Norberto Martins rejeita, por outro lado, a acusação de que a morosidade da justiça penal resulta da morosidade das investigações, justificando que a fase do inquérito, da responsabilidade do MP, é "menos morosa que as fases subsequentes", designadamente o julgamento e os recursos. Como exemplo, aponta alguns processos pendentes e a correr termos na área desta Procuradoria-geral regional, como a Operação Éter, em que foi proferido despacho final um ano depois de o inquérito ter sido autuado e, cinco anos depois, ainda se aguarda a decisão de primeira instância.

Outro dos casos referidos é o processo Ajuste Secreto, que teve o início do inquérito em 2016, despacho final do MP em 2019, tendo o julgamento começado recentemente.

Aumento de processos pendentes "expressivo e muito relevante"

Por último, o procurador deixa uma palavra de agradecimento aos magistrados do MP, considerando haver um sentimento de injustiça relativamente a "muitas das críticas, bolçadas sem contraditório, muitas vezes servindo interesses bem claros de amesquinhamento do MP para melhor protecção dos mais fortes, dos mais poderosos, dos que têm acesso aos media".

De acordo com o mesmo relatório, o ano de 2023 encerrou com 101.064 inquéritos pendentes, mais 13.397 relativamente ao ano anterior. A PGRP realça que o número de pendências "tem subido de forma vertiginosa", assinalando que este foi o quinto ano consecutivo em que o número de inquéritos entrados (161.789) superou o dos findos (147.171), ficando o sistema deficitário em 36.379 inquéritos.

A PGRP considera o aumento de processos pendentes "expressivo e muito relevante", constituindo um "sintoma claro de que o sistema não consegue processar o serviço que se lhe depara", alertando para a persistência do sintoma e a circunstância de o volume de serviço ter diminuído de 2019 para 2021. "O sistema encontra-se sob intensa pressão há muito tempo, como é demonstrado pelo aumento sucessivo das pendências e pelo alargamento da duração das mesmas, exercício após exercício, mesmo quando o volume de serviço global diminuiu", lê-se no documento.

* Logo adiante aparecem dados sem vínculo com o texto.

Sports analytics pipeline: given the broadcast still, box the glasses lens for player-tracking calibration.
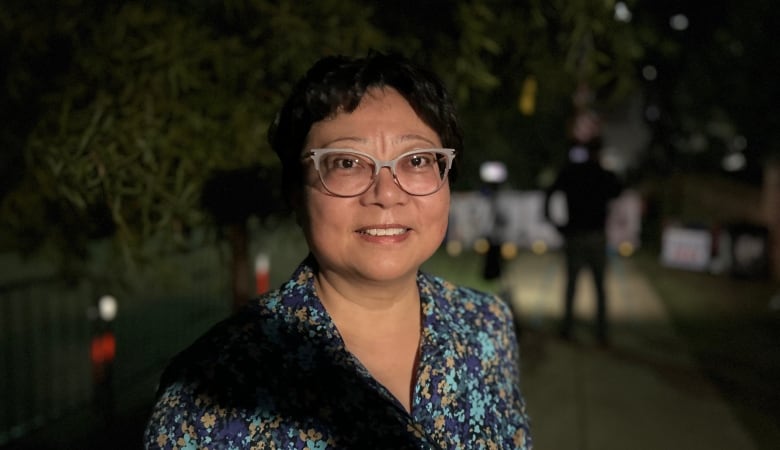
[319,152,374,196]
[395,151,447,195]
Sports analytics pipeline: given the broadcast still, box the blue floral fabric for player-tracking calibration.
[144,259,531,450]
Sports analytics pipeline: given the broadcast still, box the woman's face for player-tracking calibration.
[299,88,450,282]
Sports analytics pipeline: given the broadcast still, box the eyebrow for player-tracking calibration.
[324,134,436,148]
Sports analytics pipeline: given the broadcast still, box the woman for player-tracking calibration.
[145,53,531,449]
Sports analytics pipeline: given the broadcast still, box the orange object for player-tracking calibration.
[89,331,116,364]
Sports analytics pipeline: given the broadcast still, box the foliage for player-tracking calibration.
[0,0,656,266]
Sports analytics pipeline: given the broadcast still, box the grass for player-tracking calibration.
[637,252,780,449]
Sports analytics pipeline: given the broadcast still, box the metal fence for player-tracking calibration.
[0,247,230,446]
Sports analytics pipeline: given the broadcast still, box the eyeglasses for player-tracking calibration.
[304,148,455,197]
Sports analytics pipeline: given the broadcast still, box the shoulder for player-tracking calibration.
[419,273,513,329]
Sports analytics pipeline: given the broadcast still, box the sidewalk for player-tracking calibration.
[505,253,756,450]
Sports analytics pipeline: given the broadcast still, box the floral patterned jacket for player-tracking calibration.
[144,259,531,450]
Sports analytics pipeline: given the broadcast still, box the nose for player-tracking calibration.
[363,167,407,207]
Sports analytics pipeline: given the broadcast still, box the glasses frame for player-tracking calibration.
[303,148,457,197]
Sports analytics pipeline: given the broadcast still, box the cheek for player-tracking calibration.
[423,194,450,239]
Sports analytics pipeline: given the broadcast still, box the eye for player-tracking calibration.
[323,153,365,171]
[408,153,435,169]
[333,158,358,169]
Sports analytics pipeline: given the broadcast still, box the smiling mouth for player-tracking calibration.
[359,227,410,236]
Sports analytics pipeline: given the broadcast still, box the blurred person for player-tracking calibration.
[544,136,623,345]
[144,52,531,449]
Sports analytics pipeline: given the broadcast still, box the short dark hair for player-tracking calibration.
[268,51,463,194]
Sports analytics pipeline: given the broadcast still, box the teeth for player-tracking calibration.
[362,228,406,236]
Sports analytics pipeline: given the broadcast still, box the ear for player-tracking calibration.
[287,188,306,227]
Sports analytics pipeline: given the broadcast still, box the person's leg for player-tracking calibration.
[560,237,583,339]
[588,237,609,344]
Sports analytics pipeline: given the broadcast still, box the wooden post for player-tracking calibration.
[763,160,780,280]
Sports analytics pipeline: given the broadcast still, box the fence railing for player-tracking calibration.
[0,247,230,446]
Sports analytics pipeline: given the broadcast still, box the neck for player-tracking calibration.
[314,272,420,336]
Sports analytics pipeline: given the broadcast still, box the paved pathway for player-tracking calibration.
[505,253,756,450]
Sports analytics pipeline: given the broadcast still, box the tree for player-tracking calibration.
[0,0,664,300]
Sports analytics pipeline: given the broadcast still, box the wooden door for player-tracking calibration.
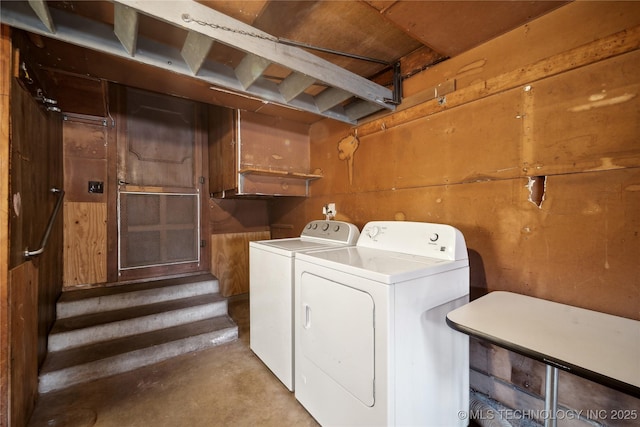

No final de 2023 eram 43.213 os inquéritos pendentes com mais de oito meses (mais 4690 que em 2022), e 3571 os inquéritos com data de instauração superior a dois anos (mais 436 do que no ano anterior). O indicador da duração média dos processos de inquérito da região cifrou-se nos 228 dias incluindo os inquéritos sem arguido conhecido e em 403 dias se da contagem se excluírem tais processos.

As comarcas apresentam, no seu conjunto, uma taxa de resolução de 0.91, a pior em cinco anos, reveladora de que o sistema continua a não ter capacidade de enfrentar a procura verificada no período e agravando os resultados dos últimos quatro anos.

Na área territorial abrangida pela Procuradoria-geral regional do Porto estavam colocados, em Setembro de 2023, 587 magistrados do MP (Procuradores-Gerais Adjuntos e Procuradores da República). A PGR do Porto inclui as comarcas de Aveiro, Porto, Porto Este, Braga, Bragança, Vila Real e Viana do Castelo. Administrativamente, a área está dividida em 87 municípios, onde residem 4,2 milhões de pessoas.